Con nota prot. n.167098 del 16/03/2026 è pervenuto a questo Ministero l’interpello ambientale ex articolo 3-septies del d.lgs. 152/2006, predisposto da codesta Direzione Valutazioni Ambientali, supporto giuridico e contenzioso, riguardante la valutazione di incidenza ambientale di cui dall’articolo 6, paragrafo 3 della Direttiva 92/43/CEE (Direttiva “Habitat”), disposizione trasposta nell’ordinamento interno con l’articolo 5 del D.P.R. 357/97 (Regolamento recante attuazione della direttiva 92/43/CEE relativa alla conservazione degli habitat naturali e seminaturali, nonché della flora e della fauna selvatiche).
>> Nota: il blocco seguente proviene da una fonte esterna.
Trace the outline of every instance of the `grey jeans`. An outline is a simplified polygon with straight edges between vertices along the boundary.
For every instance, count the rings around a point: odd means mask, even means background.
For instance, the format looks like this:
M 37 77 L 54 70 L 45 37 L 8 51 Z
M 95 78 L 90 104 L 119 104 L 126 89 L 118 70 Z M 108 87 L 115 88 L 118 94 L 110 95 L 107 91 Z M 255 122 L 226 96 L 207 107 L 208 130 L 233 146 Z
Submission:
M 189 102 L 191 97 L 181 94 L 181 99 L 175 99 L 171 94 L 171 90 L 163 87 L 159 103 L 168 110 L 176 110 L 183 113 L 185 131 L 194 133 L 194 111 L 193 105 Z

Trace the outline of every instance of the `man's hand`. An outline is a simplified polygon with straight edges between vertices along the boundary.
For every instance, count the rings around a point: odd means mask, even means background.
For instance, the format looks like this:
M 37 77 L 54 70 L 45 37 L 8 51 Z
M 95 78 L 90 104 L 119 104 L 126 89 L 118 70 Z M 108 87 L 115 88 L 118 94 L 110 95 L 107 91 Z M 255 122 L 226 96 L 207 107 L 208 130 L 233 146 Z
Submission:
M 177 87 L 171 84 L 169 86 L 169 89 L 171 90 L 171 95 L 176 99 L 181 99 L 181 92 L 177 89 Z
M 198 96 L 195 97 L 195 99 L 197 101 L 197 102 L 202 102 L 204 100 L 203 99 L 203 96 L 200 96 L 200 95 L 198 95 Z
L’interpello si riferisce, in particolare, all’applicazione della valutazione di incidenza ambientale all’ambito delle “attività” e si sviluppa nei cinque seguenti quesiti:
1) che cosa si intende per attività e in quali termini giuridici viene circoscritta la sua definizione in rapporto alla procedura di VINCA;
2) se la procedura di VINCA si rende necessaria per le attività che non rientrano nei regimi amministrativi finalizzati al rilascio di un titolo di approvazione/autorizzazione;
3) se per le attività corrispondenti alla mera fruizione del territorio (senza quindi comportare installazioni di manufatti/opere o alterazioni del suolo/vegetazione) è sufficiente il rispetto delle misure di conservazione sito-specifiche approvate dall’Amministrazione competente;
4) se coerentemente al principio di non duplicazione delle valutazioni ambientali, non si rende necessario attivare la procedura di VINCA per le attività che andranno svolte in corrispondenza di aree che sono state già oggetto di una valutazione ambientale nell’ambito della procedura di VAS, in quanto integrata con la VINCA;
5) se una valutazione tecnica preliminare fondata sull’esame degli obiettivi e delle misure di conservazione definiti rispetto alle informazioni dello Standard Data Form e dei report di monitoraggio di cui all’articolo 12 della “Direttiva Uccelli” e all’articolo 17 della “Direttiva Habitat”, possa individuare, all’interno dei siti della rete natura 2000, ambiti per i quali non si rende necessaria la procedura di VINCA, non presentando caratteristiche intrinseche proprie per la conservazione soddisfacente di habitat e specie.